Un contexte régional propice aux militaires
Si certains observateurs se sont étonnés de la facilité avec laquelle les militaires étaient parvenus à prendre le pouvoir en Guinée, peu se disent surpris de la survenue d’un coup d’État militaire pour chasser l’ancien démocrate désormais largement considéré comme un dictateur. Un scénario d’autant plus envisageable qu’il s’était déjà produit au Mali voisin en août 2020, pour chasser le président Ibrahim Boubacar Keïta, également confronté à une profonde crise sociale et politique.
À l’époque pourtant, le président guinéen affirmait qu’une telle situation ne pouvait advenir dans son pays : “Il n’y a jamais eu de coup d’État en Guinée. L’armée a pris le pouvoir après la mort du président Sékou Touré. Ensuite, l’armée a pris le pouvoir après la mort du président Conté. La Guinée n’a jamais eu de rébellion, jamais eu de guerre civile, jamais de coup d’État. Depuis que je suis venu [au pouvoir], l’armée a été réformée. Aujourd’hui, nous avons une armée républicaine. Donc la situation n’a rien à voir [avec le Mali]”, déclarait-t-il en octobre 2020 sur France 24.

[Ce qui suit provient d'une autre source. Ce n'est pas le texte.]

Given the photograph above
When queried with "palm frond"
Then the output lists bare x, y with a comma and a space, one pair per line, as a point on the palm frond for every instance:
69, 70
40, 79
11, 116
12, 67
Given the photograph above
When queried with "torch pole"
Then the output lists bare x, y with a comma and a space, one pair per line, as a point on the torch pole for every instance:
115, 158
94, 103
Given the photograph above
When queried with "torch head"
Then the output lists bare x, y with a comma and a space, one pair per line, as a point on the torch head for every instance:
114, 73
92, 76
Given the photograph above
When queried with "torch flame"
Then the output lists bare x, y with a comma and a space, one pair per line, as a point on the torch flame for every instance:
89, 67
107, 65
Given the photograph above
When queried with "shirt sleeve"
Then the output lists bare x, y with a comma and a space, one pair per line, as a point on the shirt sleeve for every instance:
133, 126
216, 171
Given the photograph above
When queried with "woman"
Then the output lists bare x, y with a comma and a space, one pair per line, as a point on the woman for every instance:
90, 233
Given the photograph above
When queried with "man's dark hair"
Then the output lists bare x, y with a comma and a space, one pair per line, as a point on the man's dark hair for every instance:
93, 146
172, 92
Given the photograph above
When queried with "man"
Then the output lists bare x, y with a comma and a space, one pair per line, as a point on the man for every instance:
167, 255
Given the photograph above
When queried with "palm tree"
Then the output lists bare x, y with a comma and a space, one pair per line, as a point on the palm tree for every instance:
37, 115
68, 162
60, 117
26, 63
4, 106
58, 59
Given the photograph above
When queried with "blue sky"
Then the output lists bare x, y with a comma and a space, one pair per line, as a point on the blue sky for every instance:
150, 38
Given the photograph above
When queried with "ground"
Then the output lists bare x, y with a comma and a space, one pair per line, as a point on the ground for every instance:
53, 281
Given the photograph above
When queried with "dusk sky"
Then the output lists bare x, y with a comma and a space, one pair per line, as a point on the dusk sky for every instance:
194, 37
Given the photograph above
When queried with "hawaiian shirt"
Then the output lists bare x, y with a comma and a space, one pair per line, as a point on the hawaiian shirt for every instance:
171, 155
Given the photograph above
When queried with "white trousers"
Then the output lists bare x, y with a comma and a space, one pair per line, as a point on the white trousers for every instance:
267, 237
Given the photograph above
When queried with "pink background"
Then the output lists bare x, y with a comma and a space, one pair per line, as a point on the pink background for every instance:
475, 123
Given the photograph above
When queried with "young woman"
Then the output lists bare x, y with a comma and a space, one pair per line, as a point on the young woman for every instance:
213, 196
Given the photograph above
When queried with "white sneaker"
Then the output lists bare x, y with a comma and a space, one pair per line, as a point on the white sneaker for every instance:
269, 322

Quelques mois plus tard, en avril, un autre pays de la région passait aux mains des militaires, le Tchad, où un conseil militaire, formé et dirigé par le fils du défunt président Mahamat Idriss Déby, prenait le pouvoir en dépit des règles constitutionnelles. Une transition alors soutenue par la France malgré son caractère antidémocratique. “La contagion de prise de pouvoir militaire est aujourd’hui un phénomène indéniable dans la région”, juge Alioune Tine. “Cette tendance est notamment due à la perte d’influence des organismes internationaux et régionaux censés faire respecter la démocratie, comme l’Union africaine, la Cédéao (Communauté économique des États de l’Afrique de l’Ouest), les Nations unies ou l’Union européenne, face à des pays comme la Chine, la Russie ou la Turquie qui étendent leur influence en Afrique et ne demandent aucune contrepartie démocratique pour faire du business. Dans ce contexte, pourquoi l‘armée guinéenne protégerait un dirigeant certes élu mais qui règne seul en tyran ?”, interroge l’ancien soutien d’Alpha Condé. “En ne permettant pas d’option démocratique de sortie du pouvoir, le président guinéen a lui-même mis en place les éléments de sa chute. Et il a été le seul à ne pas la voir venir.”